The government is offering constructive, even lighthearted, advice to fight what it calls an epidemic of expanding waistlines. Americans will be told in a new ad campaign they can lose midsection love handles and double chins one step at a time if they eat less and exercise more.

“We’re just too darn fat, ladies and gentlemen, and we’re going to do something about it,” Health and Human Services Secretary Tommy Thompson said Tuesday.

A poor diet and physical inactivity caused 400,000 deaths in 2000, a 33 percent jump over 1990, said a study released Tuesday by the federal Centers for Disease Control and Prevention.
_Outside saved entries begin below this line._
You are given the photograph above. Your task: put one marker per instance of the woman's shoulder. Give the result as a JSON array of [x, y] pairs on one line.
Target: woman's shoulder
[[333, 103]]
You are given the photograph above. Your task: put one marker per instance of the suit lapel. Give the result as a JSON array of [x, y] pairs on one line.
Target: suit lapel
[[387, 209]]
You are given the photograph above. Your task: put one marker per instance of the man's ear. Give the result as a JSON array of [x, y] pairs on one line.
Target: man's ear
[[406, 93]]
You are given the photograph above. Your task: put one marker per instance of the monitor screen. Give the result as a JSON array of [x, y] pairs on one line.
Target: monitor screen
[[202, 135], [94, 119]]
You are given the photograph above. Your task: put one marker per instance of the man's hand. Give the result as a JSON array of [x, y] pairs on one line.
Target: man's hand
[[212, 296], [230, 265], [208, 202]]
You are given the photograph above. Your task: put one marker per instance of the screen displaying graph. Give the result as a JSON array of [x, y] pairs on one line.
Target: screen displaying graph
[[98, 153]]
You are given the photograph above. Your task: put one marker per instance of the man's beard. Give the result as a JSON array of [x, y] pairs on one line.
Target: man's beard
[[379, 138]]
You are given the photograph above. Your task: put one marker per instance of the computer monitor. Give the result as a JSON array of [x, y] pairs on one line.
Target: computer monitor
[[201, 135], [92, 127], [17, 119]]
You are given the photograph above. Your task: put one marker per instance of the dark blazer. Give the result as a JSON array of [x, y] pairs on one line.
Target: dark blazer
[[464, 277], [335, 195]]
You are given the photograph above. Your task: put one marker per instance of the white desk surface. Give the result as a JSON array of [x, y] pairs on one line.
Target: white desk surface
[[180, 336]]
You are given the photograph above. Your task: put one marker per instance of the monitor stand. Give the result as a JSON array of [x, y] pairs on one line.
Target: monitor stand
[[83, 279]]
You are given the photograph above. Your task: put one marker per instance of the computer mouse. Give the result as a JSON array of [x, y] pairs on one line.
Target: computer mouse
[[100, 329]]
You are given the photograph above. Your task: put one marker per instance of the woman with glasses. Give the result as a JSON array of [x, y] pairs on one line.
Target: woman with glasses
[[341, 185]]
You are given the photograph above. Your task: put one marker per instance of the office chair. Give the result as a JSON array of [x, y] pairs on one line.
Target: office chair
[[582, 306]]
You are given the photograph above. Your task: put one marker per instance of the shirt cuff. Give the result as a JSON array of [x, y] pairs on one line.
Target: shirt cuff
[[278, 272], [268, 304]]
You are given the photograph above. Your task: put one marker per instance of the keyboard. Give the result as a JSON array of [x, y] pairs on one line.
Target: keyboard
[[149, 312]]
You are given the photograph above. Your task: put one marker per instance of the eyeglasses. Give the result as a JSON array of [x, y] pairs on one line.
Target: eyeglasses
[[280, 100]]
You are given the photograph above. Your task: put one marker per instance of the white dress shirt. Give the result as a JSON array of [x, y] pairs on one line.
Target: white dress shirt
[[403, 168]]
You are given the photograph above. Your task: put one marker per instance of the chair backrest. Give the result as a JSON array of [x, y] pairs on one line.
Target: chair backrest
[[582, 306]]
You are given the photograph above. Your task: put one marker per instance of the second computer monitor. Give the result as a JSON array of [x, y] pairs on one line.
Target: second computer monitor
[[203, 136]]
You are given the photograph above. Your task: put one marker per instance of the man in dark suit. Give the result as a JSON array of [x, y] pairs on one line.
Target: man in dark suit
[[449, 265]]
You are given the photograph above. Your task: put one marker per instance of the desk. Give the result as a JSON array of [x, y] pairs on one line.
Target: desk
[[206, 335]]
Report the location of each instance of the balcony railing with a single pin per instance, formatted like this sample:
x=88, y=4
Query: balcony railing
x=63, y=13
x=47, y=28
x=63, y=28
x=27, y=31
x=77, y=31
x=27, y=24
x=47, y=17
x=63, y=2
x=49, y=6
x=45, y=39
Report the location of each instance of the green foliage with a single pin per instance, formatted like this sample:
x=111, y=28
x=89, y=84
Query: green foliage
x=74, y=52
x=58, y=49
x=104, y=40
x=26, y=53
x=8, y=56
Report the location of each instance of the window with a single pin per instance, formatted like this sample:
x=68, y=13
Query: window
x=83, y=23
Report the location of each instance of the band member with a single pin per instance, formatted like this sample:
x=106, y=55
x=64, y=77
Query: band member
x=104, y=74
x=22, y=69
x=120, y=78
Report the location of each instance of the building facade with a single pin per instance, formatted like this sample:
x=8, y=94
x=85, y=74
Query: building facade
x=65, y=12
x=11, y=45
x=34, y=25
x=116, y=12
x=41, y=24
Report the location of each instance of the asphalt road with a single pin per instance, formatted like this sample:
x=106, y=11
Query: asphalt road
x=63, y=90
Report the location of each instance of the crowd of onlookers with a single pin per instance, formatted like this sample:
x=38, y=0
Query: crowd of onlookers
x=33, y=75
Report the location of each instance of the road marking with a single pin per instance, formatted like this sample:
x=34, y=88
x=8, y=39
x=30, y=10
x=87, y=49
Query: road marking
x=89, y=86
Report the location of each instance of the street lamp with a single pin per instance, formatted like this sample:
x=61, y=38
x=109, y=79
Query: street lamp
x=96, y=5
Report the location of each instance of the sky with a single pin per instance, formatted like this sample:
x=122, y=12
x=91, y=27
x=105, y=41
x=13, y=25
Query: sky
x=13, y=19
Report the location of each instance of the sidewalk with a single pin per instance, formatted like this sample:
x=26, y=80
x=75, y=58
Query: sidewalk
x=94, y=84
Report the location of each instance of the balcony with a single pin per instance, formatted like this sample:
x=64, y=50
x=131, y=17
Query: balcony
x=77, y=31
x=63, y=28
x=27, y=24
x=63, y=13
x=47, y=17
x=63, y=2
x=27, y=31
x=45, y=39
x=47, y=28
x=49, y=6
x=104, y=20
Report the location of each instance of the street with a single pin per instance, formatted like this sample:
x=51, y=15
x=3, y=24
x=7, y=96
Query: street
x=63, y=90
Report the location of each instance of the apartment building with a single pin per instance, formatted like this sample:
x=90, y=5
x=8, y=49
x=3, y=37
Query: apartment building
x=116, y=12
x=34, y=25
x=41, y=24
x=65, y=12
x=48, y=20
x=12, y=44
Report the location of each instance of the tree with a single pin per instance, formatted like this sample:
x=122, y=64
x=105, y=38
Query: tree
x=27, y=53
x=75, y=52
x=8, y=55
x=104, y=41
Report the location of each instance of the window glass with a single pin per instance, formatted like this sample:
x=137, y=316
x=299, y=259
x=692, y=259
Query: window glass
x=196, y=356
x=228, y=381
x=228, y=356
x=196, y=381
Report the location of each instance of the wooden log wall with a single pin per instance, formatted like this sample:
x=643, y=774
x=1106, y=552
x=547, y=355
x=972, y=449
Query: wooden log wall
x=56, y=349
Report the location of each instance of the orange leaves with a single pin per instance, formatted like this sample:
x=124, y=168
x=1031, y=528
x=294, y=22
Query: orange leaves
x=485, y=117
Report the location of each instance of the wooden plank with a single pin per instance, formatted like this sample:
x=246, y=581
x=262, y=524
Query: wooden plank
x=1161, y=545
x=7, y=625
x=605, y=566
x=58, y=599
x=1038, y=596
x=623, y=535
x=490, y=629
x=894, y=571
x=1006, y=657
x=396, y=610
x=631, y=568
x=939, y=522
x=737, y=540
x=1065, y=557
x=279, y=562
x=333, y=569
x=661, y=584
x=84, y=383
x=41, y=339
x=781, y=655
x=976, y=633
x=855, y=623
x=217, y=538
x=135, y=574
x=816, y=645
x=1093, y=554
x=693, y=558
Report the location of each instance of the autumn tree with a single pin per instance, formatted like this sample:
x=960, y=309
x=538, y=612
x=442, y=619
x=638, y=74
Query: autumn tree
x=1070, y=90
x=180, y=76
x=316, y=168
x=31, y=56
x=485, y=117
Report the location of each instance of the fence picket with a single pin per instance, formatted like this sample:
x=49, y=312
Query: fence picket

Tobacco-related deaths in the same period climbed by less than 9 percent and the gap between the two narrowed substantially.

“This is tragic,” said Dr. Julie Gerberding, the CDC’s director and an author of the study.

The report predicts obesity will surpass tobacco if trends continue. “Our worst fears were confirmed,” Gerberding said.

The study is the latest in a long line of research documenting widespread weight gain — and its consequences — among Americans, from children to seniors.

The researchers analyzed data from 2000 for the leading causes of death and for those preventable factors known to contribute to them. Like tobacco, obesity and inactivity increase the risks for the top three killers: heart disease, cancer and such cerebrovascular ailments as strokes. Obesity and a sedentary lifestyle also strongly increase the risk of diabetes, the sixth-leading cause of death.

The results appear in today’s Journal of the American Medical Association.

Americans’ fast-food lifestyle, increased use of computers and a decline in school physical education programs all were cited by Thompson and other officials as factors contributing to the nation’s fat problem. Two out of three adults and 9 million children are overweight or obese.

Rather than call for dramatic changes in diet and exercise, Thompson said Americans could begin a gradual exercise program. They could get off the bus a block farther from their homes, he said, and slowly cut back on unhealthful foods.

Thompson said President Bush would play a prominent part in the campaign, but did not elucidate.